Date/Time Functions

Date and time functions perform conversion, extraction, or manipulation operations on date and time data types and can return date and time information.

Usage

Functions that take TIME or TIMESTAMP inputs come in two variants:

  • TIME WITH TIME ZONE or TIMESTAMP WITH TIME ZONE
  • TIME WITHOUT TIME ZONE or TIMESTAMP WITHOUT TIME ZONE

For brevity, these variants are not shown separately.

The + and * operators come in commutative pairs; for example, both DATE + INTEGER and INTEGER + DATE. We show only one of each such pair.

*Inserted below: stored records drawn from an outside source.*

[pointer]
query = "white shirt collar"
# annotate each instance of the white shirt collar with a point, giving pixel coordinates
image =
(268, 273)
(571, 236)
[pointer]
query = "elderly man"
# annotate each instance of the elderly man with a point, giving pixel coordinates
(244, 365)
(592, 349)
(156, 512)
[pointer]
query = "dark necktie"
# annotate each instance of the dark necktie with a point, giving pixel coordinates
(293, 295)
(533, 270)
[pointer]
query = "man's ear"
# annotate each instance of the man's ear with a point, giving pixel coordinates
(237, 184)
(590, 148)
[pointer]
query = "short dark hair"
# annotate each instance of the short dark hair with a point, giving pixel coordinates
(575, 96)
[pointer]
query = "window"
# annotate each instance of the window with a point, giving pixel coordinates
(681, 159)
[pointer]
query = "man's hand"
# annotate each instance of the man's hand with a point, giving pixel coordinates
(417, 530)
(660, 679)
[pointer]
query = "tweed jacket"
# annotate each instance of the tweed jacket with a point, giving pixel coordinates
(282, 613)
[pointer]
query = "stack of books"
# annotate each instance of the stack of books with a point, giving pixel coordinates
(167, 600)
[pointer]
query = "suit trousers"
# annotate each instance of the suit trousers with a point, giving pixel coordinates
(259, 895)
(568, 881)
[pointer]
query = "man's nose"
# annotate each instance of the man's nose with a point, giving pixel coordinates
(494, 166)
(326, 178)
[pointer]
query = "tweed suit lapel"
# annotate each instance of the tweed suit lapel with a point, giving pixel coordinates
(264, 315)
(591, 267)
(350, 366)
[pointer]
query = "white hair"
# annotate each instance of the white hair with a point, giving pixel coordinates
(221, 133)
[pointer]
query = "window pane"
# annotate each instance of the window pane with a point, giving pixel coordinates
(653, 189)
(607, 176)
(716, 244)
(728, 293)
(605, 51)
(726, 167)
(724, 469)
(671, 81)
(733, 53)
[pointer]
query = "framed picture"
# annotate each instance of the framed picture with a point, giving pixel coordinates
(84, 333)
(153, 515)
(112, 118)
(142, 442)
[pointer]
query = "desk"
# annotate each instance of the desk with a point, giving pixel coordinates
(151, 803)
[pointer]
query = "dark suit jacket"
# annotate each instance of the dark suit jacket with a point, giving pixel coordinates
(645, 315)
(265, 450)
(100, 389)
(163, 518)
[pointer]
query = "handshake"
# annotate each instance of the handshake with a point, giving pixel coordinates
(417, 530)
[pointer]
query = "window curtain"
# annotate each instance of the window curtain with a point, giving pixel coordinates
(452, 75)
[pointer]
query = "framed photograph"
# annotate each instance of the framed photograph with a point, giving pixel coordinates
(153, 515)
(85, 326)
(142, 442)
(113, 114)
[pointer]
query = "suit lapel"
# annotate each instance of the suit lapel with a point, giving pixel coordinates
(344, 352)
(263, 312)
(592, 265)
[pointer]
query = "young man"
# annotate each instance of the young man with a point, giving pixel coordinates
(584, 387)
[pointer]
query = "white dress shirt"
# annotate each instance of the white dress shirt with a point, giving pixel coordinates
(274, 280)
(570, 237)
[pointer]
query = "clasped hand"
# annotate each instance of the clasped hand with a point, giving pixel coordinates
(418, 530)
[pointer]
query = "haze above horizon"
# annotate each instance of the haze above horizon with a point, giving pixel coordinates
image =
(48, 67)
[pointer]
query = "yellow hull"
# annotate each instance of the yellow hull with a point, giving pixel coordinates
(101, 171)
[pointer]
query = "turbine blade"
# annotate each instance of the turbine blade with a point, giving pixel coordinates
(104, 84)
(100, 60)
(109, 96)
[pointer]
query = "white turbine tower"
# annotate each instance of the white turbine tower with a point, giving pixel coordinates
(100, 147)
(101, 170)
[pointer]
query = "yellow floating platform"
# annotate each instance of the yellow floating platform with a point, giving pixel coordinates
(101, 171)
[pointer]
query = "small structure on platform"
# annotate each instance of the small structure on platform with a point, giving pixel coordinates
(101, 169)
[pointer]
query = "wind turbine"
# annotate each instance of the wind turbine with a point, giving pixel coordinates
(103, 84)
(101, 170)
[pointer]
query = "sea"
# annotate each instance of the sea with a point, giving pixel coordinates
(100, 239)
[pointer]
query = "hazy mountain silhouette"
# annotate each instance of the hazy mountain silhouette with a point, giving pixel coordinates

Daylight Savings Time Considerations

When adding an INTERVAL value to (or subtracting an INTERVAL value from) a TIMESTAMP WITH TIME ZONE value, the days component advances (or decrements) the date of the TIMESTAMP WITH TIME ZONE by the indicated number of days. Across daylight saving time changes (with the session time zone set to a time zone that recognizes DST), this means INTERVAL '1 day' does not necessarily equal INTERVAL '24 hours'.

For example, with the session time zone set to CST7CDT:

TIMESTAMP WITH TIME ZONE '2014-04-02 12:00-07' + INTERVAL '1 day' 

produces

TIMESTAMP WITH TIME ZONE '2014-04-03 12:00-06'

Adding INTERVAL '24 hours' to the same initial TIMESTAMP WITH TIME ZONE produces

TIMESTAMP WITH TIME ZONE '2014-04-03 13:00-06', 

This result occurs because there is a change in daylight saving time at 2014-04-03 02:00 in time zone CST7CDT.

Date/Time Functions in Transactions

Certain date/time functions such as CURRENT_TIMESTAMP and NOW return the start time of the current transaction; for the duration of that transaction, they return the same value. Other date/time functions such as TIMEOFDAY always return the current time.